NFL: Dallas Cowboys at Philadelphia Eagles Eric Hartline-USA TODAY Sports

It sounds pretty official. Everybody is reporting that Tony Romo will officially retire and choose to go into broadcasting. The expectation is the Cowboys will release him and spread the cap hit over two years. Here’s how ESPN terms it:

Dallas is expected to designate Romo as a post-June 1 release, softening the blow against the Cowboys' cap this season. Instead of counting $24.7 million in 2017, Romo would count $10.7 million this year and $8.9 million in 2018. The Cowboys would gain $14 million in cap space, but it would not become available until June 2. But after Tuesday, Romo will no longer be with the Cowboys.

Romo's decision came down to his health, sources close to the situation told ESPN. Romo, who turns 37 on April 21, believes his family and his health are paramount at this time in his life.

Sounds pretty settled. NBC, CBS and Fox are all said to be pursuing him for color commentary this season. But is it really all over? Pro Football Talk is running an item that posits that may not be the case.

For weeks, a sense has persisted in league circles that, if Romo chooses broadcasting, he’ll negotiate his contract to allow for a return to football during the season.

If that’s the approach, it would be an acknowledgement that Romo can’t make it through a full season, but an indication that he could be intrigued by the possibility of sliding into the right situation, if an untimely injury to a starter on a contending team opens the door for an attempt to take a contender deep into the postseason.

If that turns out to be the case, then there are some interesting contractual issues at play.
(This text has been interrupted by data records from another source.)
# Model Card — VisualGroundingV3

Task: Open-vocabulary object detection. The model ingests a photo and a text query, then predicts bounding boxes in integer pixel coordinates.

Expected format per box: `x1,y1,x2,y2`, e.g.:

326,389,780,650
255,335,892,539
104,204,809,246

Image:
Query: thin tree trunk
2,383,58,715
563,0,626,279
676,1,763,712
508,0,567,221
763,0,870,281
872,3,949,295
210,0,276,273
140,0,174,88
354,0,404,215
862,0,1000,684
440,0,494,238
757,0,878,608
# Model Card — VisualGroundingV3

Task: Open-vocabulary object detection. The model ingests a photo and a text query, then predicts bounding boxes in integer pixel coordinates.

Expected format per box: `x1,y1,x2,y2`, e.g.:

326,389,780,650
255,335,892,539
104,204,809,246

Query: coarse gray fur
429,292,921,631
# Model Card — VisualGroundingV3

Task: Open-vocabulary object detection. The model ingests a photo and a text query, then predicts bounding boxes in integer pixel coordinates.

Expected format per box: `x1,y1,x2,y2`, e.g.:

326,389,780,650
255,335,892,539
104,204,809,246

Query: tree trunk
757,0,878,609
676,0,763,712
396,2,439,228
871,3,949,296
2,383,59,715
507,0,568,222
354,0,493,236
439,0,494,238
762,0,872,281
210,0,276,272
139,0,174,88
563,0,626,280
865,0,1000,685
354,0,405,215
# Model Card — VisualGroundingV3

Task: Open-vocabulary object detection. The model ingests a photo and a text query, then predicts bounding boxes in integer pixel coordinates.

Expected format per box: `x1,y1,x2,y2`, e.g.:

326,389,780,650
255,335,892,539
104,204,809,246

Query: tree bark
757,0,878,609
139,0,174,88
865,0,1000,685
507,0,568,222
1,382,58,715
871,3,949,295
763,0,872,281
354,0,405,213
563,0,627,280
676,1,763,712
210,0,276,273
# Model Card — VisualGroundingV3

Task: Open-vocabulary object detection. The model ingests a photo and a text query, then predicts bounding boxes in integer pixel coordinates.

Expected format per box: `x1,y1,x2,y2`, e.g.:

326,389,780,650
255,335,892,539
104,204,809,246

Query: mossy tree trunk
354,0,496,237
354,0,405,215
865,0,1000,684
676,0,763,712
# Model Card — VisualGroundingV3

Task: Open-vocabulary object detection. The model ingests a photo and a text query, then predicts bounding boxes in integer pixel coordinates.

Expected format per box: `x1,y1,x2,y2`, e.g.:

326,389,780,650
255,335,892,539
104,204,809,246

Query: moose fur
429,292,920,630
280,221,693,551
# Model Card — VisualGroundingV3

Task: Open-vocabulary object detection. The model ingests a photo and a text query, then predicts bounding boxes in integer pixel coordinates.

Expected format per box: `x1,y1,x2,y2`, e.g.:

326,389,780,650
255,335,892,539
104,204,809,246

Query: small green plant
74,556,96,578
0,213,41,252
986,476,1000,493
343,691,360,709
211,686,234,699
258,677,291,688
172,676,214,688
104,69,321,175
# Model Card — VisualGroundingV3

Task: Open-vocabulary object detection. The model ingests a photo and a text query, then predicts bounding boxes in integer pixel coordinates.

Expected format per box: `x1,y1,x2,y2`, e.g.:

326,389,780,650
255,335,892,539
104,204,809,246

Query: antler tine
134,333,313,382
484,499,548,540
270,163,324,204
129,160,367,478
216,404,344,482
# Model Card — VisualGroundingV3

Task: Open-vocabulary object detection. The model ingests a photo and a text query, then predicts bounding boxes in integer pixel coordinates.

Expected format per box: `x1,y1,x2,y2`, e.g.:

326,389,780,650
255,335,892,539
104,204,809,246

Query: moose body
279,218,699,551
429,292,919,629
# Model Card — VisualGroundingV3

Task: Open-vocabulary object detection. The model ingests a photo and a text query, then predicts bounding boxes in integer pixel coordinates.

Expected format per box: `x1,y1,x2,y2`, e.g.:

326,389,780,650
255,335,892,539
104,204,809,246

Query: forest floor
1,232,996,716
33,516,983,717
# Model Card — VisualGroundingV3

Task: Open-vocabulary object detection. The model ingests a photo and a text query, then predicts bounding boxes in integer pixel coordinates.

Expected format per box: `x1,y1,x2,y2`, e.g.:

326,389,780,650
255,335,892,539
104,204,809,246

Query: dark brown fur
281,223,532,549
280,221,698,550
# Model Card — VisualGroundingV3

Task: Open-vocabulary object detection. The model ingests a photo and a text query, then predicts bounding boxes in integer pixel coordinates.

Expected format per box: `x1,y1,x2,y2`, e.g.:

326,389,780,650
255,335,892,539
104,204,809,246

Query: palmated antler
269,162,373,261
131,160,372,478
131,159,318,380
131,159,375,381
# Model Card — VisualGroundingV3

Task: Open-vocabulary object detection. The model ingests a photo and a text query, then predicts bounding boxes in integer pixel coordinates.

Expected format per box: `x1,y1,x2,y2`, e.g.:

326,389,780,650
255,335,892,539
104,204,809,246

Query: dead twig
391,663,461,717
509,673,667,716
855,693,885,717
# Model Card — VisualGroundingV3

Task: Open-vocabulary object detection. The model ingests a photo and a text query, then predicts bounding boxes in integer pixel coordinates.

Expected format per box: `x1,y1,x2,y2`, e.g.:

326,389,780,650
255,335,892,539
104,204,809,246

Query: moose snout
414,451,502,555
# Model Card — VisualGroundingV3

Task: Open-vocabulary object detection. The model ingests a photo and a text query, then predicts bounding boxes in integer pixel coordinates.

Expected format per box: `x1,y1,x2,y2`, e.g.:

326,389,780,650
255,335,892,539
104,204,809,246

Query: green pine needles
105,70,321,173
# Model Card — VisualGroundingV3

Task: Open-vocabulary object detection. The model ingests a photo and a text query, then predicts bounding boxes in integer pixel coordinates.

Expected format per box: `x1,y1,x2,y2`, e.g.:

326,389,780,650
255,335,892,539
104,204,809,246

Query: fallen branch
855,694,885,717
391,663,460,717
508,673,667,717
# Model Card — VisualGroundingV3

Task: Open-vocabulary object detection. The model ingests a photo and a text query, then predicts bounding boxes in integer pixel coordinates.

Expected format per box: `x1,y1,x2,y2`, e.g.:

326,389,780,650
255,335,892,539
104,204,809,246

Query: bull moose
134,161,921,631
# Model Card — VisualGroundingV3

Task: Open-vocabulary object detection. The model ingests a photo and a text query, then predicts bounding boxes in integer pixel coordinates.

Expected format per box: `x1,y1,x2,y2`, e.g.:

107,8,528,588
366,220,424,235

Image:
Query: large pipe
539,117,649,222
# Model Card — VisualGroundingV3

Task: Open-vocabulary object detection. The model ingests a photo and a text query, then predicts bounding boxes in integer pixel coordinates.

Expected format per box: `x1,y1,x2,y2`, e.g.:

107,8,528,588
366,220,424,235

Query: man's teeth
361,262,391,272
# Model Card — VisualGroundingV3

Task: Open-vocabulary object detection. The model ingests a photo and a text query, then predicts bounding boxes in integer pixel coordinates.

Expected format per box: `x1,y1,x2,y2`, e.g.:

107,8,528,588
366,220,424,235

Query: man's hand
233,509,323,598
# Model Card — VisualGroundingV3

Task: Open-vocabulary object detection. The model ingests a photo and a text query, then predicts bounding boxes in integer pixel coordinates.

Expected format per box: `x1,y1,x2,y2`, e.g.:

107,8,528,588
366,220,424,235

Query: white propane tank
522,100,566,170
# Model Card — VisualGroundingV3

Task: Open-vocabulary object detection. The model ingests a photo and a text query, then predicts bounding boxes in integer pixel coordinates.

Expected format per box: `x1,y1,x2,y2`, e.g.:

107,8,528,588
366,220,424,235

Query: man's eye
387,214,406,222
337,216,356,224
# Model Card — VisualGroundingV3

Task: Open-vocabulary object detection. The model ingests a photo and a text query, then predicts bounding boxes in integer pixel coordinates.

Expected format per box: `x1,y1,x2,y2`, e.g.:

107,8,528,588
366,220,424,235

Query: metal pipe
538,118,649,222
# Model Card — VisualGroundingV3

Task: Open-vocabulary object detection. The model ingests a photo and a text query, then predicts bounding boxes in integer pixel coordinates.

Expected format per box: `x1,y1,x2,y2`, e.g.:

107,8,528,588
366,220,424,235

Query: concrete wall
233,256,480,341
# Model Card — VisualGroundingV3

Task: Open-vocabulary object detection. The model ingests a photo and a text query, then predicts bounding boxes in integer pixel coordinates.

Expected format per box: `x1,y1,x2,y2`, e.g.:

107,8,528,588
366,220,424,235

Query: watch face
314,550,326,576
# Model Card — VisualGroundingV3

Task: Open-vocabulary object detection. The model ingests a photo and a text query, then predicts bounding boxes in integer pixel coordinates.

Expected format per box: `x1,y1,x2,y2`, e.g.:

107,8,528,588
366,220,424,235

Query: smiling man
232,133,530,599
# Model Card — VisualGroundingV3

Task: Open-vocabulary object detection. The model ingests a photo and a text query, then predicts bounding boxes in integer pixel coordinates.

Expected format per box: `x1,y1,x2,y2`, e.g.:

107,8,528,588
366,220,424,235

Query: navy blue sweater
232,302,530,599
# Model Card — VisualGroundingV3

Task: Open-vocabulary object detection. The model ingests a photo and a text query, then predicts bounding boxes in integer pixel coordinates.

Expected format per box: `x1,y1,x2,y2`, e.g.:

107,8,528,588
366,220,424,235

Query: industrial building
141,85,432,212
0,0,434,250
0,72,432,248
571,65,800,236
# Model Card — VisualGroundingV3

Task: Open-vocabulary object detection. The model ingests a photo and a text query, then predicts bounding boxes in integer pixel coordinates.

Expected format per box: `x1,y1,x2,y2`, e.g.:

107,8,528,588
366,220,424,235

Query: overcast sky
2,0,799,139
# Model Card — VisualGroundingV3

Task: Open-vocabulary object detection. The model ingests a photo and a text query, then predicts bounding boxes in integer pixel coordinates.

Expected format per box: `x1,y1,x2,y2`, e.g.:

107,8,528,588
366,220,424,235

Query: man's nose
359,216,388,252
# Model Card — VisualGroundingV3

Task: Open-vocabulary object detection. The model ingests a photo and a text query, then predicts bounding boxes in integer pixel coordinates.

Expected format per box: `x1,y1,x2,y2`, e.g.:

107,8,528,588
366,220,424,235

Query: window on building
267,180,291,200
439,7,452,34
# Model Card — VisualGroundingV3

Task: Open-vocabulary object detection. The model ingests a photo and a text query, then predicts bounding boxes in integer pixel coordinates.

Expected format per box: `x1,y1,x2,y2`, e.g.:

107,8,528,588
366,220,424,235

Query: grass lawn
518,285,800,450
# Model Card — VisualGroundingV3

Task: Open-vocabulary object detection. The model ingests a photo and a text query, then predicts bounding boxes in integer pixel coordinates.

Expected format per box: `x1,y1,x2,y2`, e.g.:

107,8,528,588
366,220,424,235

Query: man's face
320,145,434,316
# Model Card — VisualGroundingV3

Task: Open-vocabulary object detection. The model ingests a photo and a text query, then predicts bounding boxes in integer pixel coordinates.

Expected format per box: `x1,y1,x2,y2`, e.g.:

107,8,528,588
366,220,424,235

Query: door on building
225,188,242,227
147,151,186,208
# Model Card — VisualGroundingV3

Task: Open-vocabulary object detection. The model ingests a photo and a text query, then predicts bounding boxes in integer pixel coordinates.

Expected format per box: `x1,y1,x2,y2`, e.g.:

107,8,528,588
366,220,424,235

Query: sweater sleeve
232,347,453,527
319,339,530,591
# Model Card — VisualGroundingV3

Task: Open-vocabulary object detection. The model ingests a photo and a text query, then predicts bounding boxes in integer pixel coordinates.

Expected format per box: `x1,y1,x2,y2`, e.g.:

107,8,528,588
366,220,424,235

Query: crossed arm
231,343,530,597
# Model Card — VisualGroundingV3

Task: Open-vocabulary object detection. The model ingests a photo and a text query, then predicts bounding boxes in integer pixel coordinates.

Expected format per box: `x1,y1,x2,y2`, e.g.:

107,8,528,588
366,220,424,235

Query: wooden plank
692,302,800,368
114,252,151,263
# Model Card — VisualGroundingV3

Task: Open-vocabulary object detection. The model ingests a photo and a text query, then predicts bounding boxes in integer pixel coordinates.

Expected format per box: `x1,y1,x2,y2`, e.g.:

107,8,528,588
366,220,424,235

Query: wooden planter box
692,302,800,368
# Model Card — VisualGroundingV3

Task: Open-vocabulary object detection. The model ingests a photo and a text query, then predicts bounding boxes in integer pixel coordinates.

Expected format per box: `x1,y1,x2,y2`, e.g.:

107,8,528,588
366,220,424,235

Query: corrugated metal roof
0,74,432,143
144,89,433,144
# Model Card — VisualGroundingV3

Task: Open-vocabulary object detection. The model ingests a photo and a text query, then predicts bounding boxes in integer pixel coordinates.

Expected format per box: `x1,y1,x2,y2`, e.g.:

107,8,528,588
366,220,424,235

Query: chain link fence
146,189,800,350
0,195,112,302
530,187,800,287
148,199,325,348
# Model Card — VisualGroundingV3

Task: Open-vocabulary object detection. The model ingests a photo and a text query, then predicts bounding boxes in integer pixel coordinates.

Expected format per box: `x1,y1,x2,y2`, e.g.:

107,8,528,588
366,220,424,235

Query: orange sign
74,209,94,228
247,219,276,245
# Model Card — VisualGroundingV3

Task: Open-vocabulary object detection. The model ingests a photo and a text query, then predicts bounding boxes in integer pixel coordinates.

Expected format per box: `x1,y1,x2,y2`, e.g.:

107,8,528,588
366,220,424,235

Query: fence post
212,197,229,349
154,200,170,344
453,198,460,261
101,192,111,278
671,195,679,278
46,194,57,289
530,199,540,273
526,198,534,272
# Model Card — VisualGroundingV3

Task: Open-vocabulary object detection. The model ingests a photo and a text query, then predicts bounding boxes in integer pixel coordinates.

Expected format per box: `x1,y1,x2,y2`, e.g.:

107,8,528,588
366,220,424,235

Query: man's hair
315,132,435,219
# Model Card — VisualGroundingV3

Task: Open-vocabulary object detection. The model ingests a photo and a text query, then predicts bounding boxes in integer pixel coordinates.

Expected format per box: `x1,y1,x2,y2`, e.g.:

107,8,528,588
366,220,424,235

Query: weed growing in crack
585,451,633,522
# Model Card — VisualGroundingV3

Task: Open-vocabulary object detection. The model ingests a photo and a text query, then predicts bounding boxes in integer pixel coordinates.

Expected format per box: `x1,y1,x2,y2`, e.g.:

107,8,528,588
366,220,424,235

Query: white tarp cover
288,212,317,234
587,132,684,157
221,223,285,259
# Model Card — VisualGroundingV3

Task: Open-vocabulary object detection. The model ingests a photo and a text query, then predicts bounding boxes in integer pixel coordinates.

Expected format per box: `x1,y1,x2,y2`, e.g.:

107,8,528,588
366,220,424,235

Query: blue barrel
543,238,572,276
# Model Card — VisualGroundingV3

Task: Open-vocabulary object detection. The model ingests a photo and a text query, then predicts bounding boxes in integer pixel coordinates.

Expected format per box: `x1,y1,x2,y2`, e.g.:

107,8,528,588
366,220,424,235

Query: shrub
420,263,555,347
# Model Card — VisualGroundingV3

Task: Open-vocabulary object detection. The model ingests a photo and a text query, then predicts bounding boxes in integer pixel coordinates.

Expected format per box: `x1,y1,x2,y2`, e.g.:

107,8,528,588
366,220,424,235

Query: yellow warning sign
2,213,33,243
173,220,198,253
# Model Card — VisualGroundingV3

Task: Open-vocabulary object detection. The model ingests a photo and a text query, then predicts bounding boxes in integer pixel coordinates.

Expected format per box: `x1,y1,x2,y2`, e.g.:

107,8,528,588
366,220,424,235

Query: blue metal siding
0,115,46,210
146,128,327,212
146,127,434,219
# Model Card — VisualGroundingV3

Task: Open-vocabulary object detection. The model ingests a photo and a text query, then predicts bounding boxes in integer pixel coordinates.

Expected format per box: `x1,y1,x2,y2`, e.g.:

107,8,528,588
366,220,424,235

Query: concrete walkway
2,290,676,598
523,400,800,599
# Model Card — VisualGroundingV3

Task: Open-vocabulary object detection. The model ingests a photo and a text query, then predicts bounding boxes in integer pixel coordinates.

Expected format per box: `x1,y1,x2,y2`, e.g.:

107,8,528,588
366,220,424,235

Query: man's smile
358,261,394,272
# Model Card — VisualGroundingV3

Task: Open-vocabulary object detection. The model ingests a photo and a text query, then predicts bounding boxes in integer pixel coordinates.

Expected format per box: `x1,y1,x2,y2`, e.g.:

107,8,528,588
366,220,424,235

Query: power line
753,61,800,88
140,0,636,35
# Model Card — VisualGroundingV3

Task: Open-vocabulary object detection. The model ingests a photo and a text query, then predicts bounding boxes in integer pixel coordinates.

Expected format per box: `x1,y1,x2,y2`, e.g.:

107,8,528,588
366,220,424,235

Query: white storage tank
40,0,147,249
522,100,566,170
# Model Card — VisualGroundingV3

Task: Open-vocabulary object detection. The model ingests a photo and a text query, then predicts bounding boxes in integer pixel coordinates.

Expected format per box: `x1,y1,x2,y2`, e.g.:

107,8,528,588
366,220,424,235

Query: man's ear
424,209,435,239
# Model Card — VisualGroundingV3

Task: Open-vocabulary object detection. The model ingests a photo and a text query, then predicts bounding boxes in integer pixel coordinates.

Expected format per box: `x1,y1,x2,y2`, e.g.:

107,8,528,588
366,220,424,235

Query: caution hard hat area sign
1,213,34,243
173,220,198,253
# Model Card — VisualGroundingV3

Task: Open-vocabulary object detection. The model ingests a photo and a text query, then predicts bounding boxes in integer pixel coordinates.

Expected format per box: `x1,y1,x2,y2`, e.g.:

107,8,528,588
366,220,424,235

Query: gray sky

If the Cowboys outright release Romo to get cap relief, then he would be a free agent and he would be able to sign with any team. But if the Cowboys think he might do something like that, they could hold on to him.

To properly lay the foundation for such a move, Romo needs to be released by the Cowboys. If they would instead place him on the reserve/retired list, he’d first need to get them to release him if/when he wants to return. And if he wants to return because a team develops a sudden need for his services, the Cowboys may choose at that point to try to get something in return for his rights.

If it was just PFT saying this, it would be easy to dismiss outright. But other unnamed sources are suggesting it.

One NFL executive, however, told ESPN via text message that "Romo is now every team's emergency backup QB in case your starter gets hurt" and that those teams would have to "pay him to come out of 'retirement.'"

Hopefully this isn’t the case at all. This should be a clean break and Romo should just retire to broadcasting and give up the game. If it is truly his health he is worried about, then don’t risk it by trying to come back mid-season.